4. Voilà pour la concupiscence des yeux. Combien de maux dans l’amour du monde ! C’est là qu’est l’orgueil dans sa plénitude. Et quoi de pire que l’orgueil ? Écoute la parole du Seigneur : « Dieu résiste aux orgueilleux et donne sa grâce aux humbles[1] ». Donc, l’amour du monde est coupable à son tour. Mais, dira quelqu’un, les grands du monde n’en sauraient être exempts. Ils le peuvent, sans aucun doute. Un de leurs auteurs, je ne sais lequel, a dit : « Nous rejetons nos fautes sur nos affaires[2] ». Ils le peuvent sans aucun doute. L’homme a le pouvoir de se diriger. Se dresser, pour lui, c’est se diriger. Mais le cœur humain tend toujours à s’élever. Qu’on en réprime la tendance. Qu’il se reconnaisse homme, celui qui veut juger d’un autre homme. La dignité peut différer, la fragilité est la même pour tous. Se nourrir de ces saintes et pieuses pensées, c’est avoir la force et ne point chercher à s’élever. Telle est la victoire qu’a remportée Cyprien. Que n’a-t-il pas dû vaincre, lui qui a méprisé cette vie pleine de tentations ? Le juge le menace de la mort, et il confesse le Christ ; il est prêt à mourir pour le Christ. Dès que la mort sera venue, il n’y aura plus ni ambition, ni curiosité des yeux, ni convoitise des voluptés charnelles et honteuses. Le mépris seul de la vie nous fait tout surmonter.

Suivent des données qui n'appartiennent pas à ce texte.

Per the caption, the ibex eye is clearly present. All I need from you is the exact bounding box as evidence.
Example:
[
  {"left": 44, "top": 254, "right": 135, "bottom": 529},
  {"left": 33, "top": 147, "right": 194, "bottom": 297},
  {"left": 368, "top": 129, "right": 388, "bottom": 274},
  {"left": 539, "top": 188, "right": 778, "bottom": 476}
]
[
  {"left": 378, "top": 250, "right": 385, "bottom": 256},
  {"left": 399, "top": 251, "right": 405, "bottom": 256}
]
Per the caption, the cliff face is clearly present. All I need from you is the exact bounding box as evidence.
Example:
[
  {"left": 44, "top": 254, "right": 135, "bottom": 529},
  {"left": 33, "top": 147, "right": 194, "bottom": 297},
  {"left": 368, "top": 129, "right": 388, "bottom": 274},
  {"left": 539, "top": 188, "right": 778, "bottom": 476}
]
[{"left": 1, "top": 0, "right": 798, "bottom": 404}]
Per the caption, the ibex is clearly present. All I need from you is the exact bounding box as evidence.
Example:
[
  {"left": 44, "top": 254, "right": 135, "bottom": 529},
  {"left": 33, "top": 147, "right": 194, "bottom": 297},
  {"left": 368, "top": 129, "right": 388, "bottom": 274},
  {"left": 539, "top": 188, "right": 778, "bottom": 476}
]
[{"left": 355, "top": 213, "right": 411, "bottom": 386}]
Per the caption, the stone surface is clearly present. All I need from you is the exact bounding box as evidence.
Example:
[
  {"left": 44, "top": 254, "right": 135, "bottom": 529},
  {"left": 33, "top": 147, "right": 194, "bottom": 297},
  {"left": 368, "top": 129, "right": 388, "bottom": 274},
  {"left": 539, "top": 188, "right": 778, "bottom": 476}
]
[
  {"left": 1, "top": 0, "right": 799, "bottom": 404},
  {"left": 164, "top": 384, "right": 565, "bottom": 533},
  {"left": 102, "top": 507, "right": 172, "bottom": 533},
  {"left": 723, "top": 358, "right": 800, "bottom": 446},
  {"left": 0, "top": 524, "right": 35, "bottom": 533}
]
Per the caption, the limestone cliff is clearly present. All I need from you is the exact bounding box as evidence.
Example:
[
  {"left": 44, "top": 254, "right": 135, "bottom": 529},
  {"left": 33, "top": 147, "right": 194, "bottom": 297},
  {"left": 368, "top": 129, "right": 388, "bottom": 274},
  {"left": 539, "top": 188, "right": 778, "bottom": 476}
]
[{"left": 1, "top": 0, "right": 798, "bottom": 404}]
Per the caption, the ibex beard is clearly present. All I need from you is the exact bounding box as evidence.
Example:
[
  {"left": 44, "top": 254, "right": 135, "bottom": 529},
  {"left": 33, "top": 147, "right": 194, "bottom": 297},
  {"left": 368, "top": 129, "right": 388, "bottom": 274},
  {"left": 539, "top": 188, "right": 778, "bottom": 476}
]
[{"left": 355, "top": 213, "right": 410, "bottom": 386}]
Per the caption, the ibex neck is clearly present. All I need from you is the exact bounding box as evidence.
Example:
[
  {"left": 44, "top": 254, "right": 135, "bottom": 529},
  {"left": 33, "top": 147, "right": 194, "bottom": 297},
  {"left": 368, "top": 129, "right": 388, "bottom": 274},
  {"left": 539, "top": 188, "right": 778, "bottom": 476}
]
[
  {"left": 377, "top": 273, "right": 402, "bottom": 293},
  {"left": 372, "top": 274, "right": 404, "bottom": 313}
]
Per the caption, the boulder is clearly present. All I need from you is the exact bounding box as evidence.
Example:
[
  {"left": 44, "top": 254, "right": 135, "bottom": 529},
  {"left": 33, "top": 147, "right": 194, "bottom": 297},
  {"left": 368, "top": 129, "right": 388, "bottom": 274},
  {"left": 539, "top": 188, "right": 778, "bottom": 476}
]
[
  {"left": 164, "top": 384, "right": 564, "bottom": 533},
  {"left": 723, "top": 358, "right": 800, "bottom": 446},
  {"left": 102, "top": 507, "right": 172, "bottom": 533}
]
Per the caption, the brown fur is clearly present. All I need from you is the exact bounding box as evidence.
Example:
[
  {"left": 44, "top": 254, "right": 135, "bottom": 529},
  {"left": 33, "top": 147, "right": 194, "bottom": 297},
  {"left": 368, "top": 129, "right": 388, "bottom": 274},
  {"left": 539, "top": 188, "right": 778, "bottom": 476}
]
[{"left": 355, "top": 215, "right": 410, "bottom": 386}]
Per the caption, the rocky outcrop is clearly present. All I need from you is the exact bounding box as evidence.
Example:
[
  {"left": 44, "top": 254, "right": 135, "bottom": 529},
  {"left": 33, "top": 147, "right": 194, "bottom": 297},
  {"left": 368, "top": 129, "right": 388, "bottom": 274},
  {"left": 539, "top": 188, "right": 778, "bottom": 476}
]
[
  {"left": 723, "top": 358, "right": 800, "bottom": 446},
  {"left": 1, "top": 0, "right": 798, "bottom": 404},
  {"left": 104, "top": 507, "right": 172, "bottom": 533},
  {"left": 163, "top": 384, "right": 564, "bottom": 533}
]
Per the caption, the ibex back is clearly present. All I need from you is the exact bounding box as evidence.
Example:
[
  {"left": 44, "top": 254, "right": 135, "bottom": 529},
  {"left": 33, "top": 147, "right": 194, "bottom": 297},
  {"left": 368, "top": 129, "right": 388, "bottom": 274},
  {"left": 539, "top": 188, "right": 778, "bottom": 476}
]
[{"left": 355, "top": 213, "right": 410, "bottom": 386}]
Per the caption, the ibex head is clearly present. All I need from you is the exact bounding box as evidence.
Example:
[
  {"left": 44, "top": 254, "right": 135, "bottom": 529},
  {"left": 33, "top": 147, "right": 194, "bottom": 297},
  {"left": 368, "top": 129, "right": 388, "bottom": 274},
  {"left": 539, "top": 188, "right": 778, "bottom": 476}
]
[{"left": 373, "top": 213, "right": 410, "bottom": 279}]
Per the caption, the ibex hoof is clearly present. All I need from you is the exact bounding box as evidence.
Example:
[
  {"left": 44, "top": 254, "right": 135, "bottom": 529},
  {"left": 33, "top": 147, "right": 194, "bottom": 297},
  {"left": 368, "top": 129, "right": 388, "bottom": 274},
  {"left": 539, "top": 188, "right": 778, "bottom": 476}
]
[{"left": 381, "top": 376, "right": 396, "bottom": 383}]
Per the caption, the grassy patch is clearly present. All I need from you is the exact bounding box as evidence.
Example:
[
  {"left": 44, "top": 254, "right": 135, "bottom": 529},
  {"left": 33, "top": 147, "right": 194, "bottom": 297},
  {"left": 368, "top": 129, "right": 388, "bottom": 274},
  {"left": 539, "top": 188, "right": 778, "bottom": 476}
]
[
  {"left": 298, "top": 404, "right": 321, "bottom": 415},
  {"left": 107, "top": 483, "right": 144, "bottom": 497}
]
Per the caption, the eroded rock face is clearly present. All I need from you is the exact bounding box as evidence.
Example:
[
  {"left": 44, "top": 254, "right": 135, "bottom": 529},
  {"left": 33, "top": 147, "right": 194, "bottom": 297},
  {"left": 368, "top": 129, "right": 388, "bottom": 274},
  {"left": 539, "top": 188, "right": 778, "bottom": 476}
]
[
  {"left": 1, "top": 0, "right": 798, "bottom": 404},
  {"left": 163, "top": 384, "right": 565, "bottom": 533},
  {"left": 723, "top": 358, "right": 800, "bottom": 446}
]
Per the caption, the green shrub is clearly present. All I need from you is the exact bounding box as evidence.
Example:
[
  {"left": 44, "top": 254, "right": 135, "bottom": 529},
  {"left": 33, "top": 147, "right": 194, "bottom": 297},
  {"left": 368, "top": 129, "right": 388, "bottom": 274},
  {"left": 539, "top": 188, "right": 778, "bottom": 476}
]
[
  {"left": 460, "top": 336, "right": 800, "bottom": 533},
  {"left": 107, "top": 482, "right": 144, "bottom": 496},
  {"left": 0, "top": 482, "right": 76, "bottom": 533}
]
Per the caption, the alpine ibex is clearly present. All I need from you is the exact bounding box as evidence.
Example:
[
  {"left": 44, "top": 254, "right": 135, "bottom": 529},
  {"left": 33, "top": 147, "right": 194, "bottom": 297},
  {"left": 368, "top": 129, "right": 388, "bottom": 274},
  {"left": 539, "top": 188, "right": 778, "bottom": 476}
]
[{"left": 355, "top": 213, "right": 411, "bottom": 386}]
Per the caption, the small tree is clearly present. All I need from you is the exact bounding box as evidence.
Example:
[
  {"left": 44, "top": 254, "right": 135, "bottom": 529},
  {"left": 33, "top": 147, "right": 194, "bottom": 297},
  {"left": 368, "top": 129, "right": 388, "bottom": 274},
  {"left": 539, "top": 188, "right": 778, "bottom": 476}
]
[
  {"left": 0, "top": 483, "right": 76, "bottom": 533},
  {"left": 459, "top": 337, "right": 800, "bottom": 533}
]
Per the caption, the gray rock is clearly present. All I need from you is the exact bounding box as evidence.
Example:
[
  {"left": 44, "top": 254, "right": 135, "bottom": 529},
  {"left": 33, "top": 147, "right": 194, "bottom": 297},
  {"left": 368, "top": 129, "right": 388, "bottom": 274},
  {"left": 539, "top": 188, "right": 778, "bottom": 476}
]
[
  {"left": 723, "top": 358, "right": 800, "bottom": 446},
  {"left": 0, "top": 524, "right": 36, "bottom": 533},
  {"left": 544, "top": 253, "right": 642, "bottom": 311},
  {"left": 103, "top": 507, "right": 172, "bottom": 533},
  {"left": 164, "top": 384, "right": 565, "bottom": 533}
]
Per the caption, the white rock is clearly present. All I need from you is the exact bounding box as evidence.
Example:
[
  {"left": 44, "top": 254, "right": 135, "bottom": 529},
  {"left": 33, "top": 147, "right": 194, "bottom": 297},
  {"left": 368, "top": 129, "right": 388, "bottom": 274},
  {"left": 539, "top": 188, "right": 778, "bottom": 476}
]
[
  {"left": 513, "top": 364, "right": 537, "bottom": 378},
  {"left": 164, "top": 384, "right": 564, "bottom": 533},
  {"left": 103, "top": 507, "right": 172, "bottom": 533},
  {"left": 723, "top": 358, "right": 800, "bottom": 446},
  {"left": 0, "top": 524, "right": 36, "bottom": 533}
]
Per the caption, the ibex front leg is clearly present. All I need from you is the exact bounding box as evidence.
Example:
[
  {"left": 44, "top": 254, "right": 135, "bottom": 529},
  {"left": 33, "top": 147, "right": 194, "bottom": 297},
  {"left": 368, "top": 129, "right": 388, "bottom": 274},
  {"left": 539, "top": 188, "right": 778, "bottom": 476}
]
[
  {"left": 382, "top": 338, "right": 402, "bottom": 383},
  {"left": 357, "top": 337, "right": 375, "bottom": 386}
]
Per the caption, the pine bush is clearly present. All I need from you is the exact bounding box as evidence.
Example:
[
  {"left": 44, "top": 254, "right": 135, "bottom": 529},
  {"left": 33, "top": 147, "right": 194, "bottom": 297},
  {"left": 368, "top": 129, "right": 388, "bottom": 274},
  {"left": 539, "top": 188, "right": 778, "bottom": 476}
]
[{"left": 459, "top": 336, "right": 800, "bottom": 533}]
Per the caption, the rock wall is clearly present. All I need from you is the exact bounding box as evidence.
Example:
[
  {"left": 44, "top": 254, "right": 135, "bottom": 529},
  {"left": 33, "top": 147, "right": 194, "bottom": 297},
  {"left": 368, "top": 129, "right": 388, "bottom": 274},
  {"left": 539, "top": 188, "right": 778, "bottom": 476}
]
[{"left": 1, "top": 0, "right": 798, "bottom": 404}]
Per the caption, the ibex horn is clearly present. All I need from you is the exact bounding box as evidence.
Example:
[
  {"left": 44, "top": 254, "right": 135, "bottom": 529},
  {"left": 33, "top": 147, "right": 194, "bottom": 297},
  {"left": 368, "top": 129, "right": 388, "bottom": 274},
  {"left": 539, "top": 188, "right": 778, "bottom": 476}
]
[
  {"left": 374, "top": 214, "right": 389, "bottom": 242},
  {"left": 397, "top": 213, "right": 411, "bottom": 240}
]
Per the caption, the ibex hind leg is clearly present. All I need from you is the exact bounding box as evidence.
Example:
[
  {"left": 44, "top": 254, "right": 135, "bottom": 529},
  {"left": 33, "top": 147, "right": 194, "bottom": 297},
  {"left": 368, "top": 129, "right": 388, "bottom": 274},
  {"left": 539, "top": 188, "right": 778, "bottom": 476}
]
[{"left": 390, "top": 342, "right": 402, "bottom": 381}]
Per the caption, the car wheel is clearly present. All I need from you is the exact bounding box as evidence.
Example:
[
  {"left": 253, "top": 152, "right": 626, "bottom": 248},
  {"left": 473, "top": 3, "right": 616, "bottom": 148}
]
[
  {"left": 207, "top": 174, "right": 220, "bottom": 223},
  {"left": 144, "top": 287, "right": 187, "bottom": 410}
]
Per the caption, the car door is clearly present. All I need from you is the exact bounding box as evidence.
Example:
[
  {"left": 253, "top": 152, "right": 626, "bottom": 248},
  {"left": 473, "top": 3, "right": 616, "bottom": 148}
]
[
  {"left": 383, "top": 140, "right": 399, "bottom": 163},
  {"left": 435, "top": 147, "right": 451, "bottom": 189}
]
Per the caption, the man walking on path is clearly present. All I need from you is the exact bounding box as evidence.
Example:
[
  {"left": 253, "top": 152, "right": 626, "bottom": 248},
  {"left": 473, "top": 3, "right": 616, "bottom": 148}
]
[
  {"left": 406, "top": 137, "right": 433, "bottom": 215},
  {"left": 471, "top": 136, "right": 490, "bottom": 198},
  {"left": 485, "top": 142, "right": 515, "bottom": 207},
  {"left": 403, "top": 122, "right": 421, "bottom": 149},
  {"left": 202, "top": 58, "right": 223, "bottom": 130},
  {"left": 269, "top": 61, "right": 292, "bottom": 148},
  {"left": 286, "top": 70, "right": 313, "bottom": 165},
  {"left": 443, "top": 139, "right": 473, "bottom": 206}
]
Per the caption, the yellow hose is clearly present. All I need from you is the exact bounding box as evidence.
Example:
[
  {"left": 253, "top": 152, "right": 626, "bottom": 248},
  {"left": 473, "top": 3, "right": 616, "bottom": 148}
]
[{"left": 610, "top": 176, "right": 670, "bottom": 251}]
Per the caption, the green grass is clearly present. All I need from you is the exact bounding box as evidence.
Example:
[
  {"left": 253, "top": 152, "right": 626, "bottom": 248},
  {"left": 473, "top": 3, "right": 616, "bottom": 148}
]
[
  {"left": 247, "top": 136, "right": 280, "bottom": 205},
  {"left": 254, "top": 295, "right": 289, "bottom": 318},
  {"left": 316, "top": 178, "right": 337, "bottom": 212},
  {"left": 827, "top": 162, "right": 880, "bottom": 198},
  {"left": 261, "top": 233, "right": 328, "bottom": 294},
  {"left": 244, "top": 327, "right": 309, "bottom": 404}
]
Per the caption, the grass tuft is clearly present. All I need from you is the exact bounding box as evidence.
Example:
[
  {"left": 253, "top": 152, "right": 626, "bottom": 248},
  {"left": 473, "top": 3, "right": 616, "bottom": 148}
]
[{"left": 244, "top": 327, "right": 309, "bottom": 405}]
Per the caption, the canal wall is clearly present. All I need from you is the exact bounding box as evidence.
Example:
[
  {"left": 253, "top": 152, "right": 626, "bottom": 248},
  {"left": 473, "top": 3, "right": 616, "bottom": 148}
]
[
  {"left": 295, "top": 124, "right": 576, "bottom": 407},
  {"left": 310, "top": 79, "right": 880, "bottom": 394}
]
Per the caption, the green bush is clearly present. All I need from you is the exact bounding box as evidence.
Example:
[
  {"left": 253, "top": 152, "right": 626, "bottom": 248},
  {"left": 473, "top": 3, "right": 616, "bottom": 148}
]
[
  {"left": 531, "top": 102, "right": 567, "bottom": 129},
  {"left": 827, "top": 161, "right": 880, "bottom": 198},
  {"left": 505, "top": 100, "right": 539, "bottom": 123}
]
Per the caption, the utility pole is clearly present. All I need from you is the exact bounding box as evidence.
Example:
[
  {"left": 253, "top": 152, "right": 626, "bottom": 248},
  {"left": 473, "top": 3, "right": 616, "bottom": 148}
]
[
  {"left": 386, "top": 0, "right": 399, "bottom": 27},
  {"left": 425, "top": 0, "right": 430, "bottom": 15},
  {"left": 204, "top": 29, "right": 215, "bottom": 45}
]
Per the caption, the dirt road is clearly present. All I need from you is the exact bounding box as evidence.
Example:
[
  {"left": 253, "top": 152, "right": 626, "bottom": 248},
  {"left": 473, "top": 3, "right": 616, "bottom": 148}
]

5. Béni soit donc dans le Seigneur le bienheureux Cyprien, qui a triomphé de tous ces obstacles. Comment l’eût-il pu, sans le secours du Seigneur ? Comment vaincre, si le divin spectateur qui préparait une couronne au vainqueur n’eût aussi donné des forces à l’athlète ? Lui-même tressaille d’une sainte joie, il tressaille pour nous et non pour lui, quand on le bénit dans le Seigneur ; car il est véritablement doux, et il est écrit : « Mon âme sera bénie dans le Seigneur ; que les cœurs doux entendent et partagent ma joie[3] ». Il était doux, et il veut que son âme soit louée dans le Seigneur. Oui, que son âme soit bénie dans le Seigneur. Qu’il y ait aussi des honneurs pour son corps, car « précieuse est devant Dieu la mort de ses saints[4] ». Qu’on le chante saintement, comme il convient à des chrétiens. Car nous n’élevons pas à Cyprien des autels comme au Seigneur, mais nous faisons de Cyprien un autel au vrai Dieu[5].

  1. Jac. 4, 8
  2. Serait-ce Sénèque, epist. 50 ad Lucil. : Ut intelligas tua vitia esse, quœ putas rerum ?
  3. Psa. 31, 3
  4. Id. 72, 1
  5. On peut comparer la fin du sermon CCCXIII, avec celle du sermon CCCX, n° 2.